Writing Down Your Passwords: A Necessary Crutch that Allows You to Create Hack-Proof Passwords
Write Down Your Passwords
There are few important rules you need to follow when you create your password. (We'll examine them in Part 2.) The primary rule is one that should be revised in the mind's of all computer users. All the other rules are will be unsuccessful if we don't comply with this new Rule #1.
Most of us follow the mantra we hear at work: “Don’t write your passwords down.”Hackers love that password philosophy.
We are aware of he limitations of our memory. Since our gray matter can’t retain that much, we select simple (easily hacked) passwords and/or use the same password on various accounts.
"People are so inundated with bad security advice from everywhere and everyone that users actually think it is better to use the same password everywhere than to write down their passwords."
– Jesper M. Johansson, Microsoft Security Manager
Don’t be afraid to write down your passwords and store the slip of paper in a safe place, such as your wallet. Your business tells you not to write down your passwords. It’s their computer equipment, so you need to follow their policy for protecting their passwords. However, when it involves your computer, your smartphone and your web accounts – you set the rules. Go ahead, write down your passwords!
Many computer security experts say that slip of paper listing your passwords may fall into the wrong hands. But I S-T-R-O-N-G-L-Y take exception to that rule!
How can you remember ten complex passwords, then change ‘em and remember them all over again? The answer is: You can’t! That’s why so many people use weak passwords.
After my daughter’s email was hacked I was motivated to search for solutions for her and ultimately for you and me. For about a month, I spent a major portion of my PC time surfing the web using the search terms: “security” and “hacked.”
I knew I'd struck gold when I came across various stories about and articles by Jesper M. Johansson, then Microsoft's Security Manager.

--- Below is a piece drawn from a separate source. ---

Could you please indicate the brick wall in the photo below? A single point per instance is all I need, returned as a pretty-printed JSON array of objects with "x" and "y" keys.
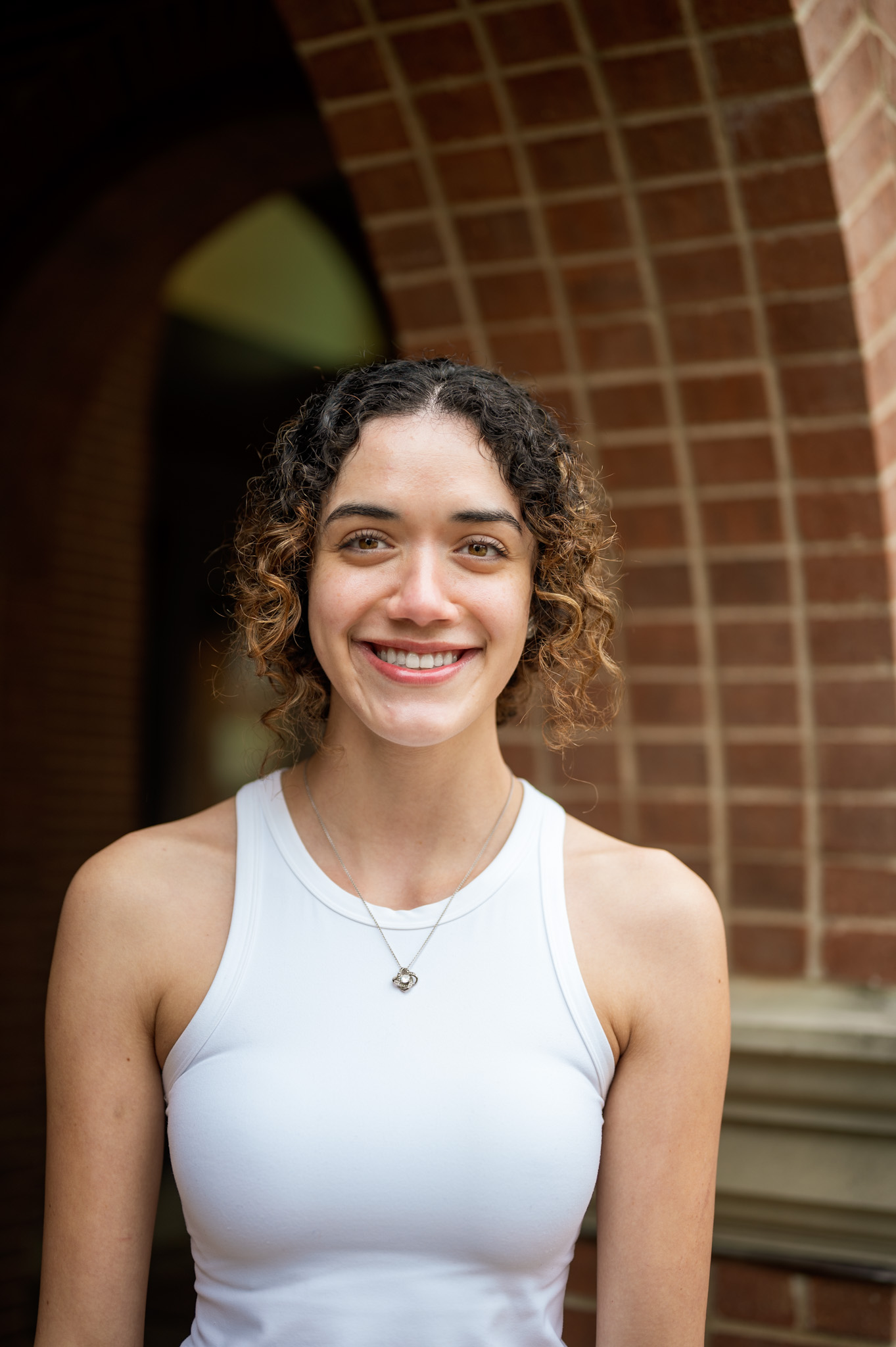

Admitting IT security experts have been giving out the wrong advice for 20 years, Johansson espoused a new – still controversial – password philosophy. He shared his theory with hundreds at a national computer conference in Australia. “I have 68 different passwords,” Johansson told the group. “If I am not allowed to write any of them down, guess what I am going to do? I am going to use the same password on every one of them.”

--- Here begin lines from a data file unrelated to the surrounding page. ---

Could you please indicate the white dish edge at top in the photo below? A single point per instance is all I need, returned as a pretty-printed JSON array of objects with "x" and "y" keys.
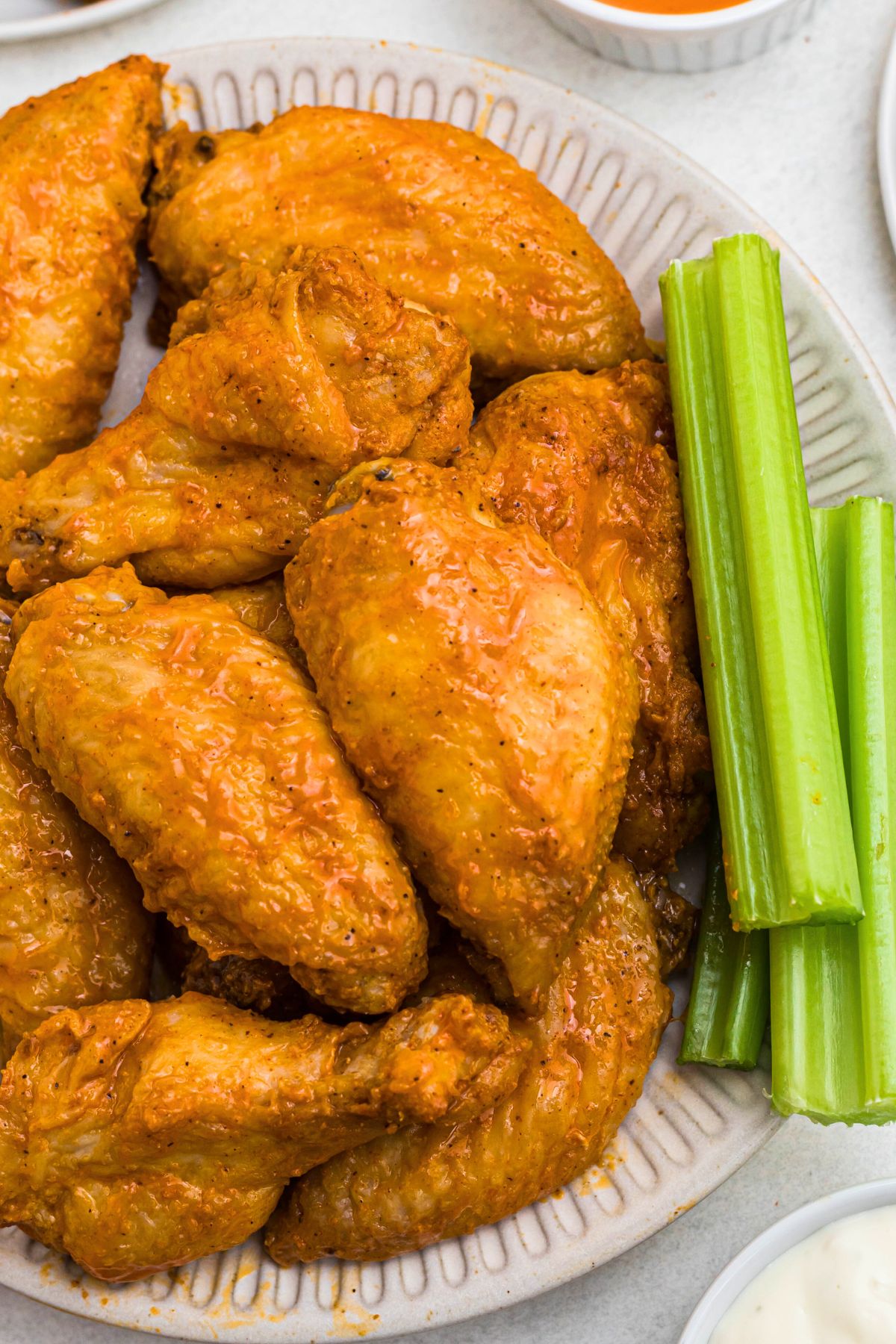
[
  {"x": 692, "y": 1128},
  {"x": 887, "y": 140},
  {"x": 89, "y": 15}
]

It all makes so much sense!
Without being able to rely on this sanity preserver or necessary crutch:
- You'll continue to use the same password on multiple accounts.
- You’ll stick to simple passwords that are easy to decipher.
- You won’t create passwords that are complex enough to stop the hackers and difficult for you to remember.
A humorous look at passwords
Johansson expounded on his point in a 2008 article in TechNet, Microsoft’s online magazine. This architect of Microsoft's security contends that simple passwords are a “very weak form of security. Yet… you can generate strong passwords and write them down – there really is nothing wrong with that,” Johansson explains. “However, people are so inundated with bad security advice from everywhere and everyone that users actually think it is better to use the same password everywhere than to write down their passwords."
A similar point was made in a post on computer security firm Beryllium Sphere’s website, “A password you can remember is a weak password,” asserts an anonymous Beryllium poster. “The bad guys have password-guessing programs that know every word in the dictionary. These programs can try millions of passwords in a second.” Normal people can't memorize a complex password – one that will stand up to cyber attack, he says.
“If you're not trying to remember a password then you're free to change it frequently, which also makes things more secure,” the computer security expert concludes.